Industrie pharmaceutique : les multinationales se désengageraient-elles du Maroc ?

GlaxoSmithKline a cédé son unité d’antibiotiques, Novartis pourrait aussi changer d’actionnaires.
Des opérateurs nationaux accusent les multinationales de vouloir faire un profit facile.

Les mouvements capitalistiques commencent à s’étendre dans l’industrie pharmaceutique. Après GlaxoSmithKline (GSK) qui a cédé, fin mai, son unité d’antibiotiques au groupe Saham, on apprend, auprès de sources bien informées, que la filiale locale du géant suisse Novartis devrait changer de main au cours des mois à venir, mais pas de confirmation officielle pour le moment.

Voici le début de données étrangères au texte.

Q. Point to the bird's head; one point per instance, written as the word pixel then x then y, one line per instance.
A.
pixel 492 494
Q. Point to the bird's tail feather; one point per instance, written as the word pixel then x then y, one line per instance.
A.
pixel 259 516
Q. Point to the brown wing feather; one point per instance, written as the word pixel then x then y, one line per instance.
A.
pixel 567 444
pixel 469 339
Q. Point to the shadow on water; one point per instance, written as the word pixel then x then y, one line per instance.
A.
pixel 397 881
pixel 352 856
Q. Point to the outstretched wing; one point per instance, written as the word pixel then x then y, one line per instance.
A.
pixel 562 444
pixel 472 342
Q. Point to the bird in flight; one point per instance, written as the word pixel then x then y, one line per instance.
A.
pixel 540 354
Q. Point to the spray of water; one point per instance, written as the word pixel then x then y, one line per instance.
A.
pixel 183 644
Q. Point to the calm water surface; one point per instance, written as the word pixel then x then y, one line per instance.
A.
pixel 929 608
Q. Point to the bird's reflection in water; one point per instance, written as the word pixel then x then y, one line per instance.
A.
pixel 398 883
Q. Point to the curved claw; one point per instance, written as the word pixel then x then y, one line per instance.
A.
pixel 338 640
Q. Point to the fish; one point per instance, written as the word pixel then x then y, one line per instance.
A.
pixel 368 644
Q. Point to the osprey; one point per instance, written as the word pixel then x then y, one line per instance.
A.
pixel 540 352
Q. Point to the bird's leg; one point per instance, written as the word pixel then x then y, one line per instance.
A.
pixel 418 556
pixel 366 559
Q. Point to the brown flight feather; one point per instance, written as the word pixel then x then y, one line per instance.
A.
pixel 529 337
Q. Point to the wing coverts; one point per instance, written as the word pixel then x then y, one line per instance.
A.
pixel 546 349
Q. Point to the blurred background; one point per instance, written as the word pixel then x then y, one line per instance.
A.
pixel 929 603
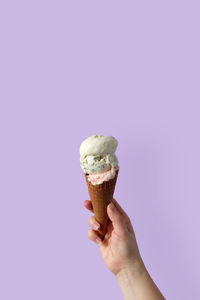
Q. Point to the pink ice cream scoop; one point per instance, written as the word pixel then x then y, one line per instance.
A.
pixel 99 178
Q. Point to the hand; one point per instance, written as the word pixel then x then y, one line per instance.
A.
pixel 119 248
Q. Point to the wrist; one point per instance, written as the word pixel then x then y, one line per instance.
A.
pixel 133 270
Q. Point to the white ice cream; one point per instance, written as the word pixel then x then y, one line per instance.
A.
pixel 97 154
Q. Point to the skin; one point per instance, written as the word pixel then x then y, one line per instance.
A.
pixel 121 254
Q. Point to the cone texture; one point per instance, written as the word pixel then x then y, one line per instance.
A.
pixel 101 195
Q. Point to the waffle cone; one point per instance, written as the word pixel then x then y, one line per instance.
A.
pixel 101 195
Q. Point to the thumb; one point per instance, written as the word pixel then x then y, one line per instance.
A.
pixel 116 218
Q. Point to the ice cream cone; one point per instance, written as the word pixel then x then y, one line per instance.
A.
pixel 101 195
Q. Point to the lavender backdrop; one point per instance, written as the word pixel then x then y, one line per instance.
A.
pixel 70 69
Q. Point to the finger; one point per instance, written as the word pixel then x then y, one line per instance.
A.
pixel 93 236
pixel 116 218
pixel 120 209
pixel 93 223
pixel 88 205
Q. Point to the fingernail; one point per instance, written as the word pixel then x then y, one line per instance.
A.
pixel 95 226
pixel 112 206
pixel 99 241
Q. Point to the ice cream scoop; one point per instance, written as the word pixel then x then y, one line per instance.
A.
pixel 97 155
pixel 100 166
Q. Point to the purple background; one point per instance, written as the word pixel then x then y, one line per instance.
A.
pixel 70 69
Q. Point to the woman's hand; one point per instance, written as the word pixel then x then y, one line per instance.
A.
pixel 119 248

Selon un responsable de l’Association marocaine de l’industrie pharmaceutique (amip), ces mutations sont décidées au niveau international par les maisons mères en phase de réorganisation et «revêtent un caractère économique, notamment en rapport avec la rationalisation de l’outil industriel». Les laboratoires pharmaceutiques, en fait, s’acheminent de plus en plus vers la spécialisation des sites à travers le monde. Ce qui signifie que toute unité aux coûts de revient potentiellement plus élevés qu’ailleurs pourrait faire les frais de cette réorganisation. C’est le cas, par exemple, de Pfizer, également présent au Maroc, qui a annoncé la fermeture de huit sites de production dans le monde, notamment en Europe et aux Etats-Unis, dans les cinq ans à venir.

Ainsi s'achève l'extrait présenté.